Todes nós sabemos que o Brasil é um dos países onde acontecem mais assassinatos de pessoas trans, mas como isso afeta diretamente a população? Como o povo vê isso?
Não vê. Simples assim. A mídia sexista, machista, burguesa, transfóbica e racista, oculta o quanto podem os casos de violência contra uma enorme parcela da sociedade. Às vezes, um caso ou outro aparece em grandes veículos de mídia, ou porque teve grande repercussão ou porque é interessante para alguém que não pertence à classe violentada.
De acordo com o site antrabrasil, somente neste ano de 2020 entre os meses de janeiro e fevereiro tivemos um aumento de 90% nos números de assassinatos de pessoas trans e travestis em relação ao ano passado. Parece pouca coisa quando falamos em números, mesmo quando dizemos que a cada três dias, uma pessoa trans ou travesti é assassinada no país.
A violência está diretamente ligada a um discurso de ódio que se espalha cada vez mais por entre as camadas sociais. Esse discurso vem disfarçado de valores familiares, crenças religiosas e determinismos biologizantes, no entanto, nada disso faz sentido de fato, a única coisa que se mostra verdadeira para garantir que essa violência continue é a ignorância e a falta de empatia.
Vimos nos últimos anos inúmeros movimentos sociais ganhando força nas redes sociais e pela internet à fora, mas há algo que me incomoda profundamente. A participação de pessoas cisgêneras e heterosexuais nessas movimentação, ou seria melhor dizer, a não participação dessas pessoas nos movimentos.
Não estou aqui para diminuir luta alguma. Todas as lutas que visam o bom convívio social, o aumento da empatia e o respeito ao próximo, é uma luta válida e necessária. No entanto, parece que as causas LGBTQPIA+ parecem desnecessárias aos olhos da população.
O número de pessoas que protestam contra o aumento da passagem nos transportes coletivos é infinitamente maior que as pessoas que protestam contra os direitos negados à população LGBTQPIA+, e isso não é uma estimativa, é uma constatação. As pessoas parecem lutar somente por aquilo que lhe afetam diretamente. Mas ignoram o fato que a luta de um é a luta de todes.
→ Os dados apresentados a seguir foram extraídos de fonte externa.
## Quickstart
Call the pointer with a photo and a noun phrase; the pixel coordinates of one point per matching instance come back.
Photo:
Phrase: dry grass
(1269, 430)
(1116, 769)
Quando um homem negro morreu brutalmente sufocado nos EUA por policiais, a sociedade se levantou e gritou por todos os canais imagináveis que vidas pretas também importam. Isso foi mágico, porém, tudo durou poucos meses em alguns países, em outros, só algumas semanas, e pronto, ninguém mais se importa com as pessoas pretas da mesma forma como quando estavam protestando.
Esse tipo de movimentação coletiva não acontece quando uma pessoa trans ou travesti é assassinada. Só esse ano, até o mês de agosto, foram registrados 129 casos de assassinatos contra a população trans e travesti, e você viu alguma comoção coletiva por alguma delas? Não. Por quê?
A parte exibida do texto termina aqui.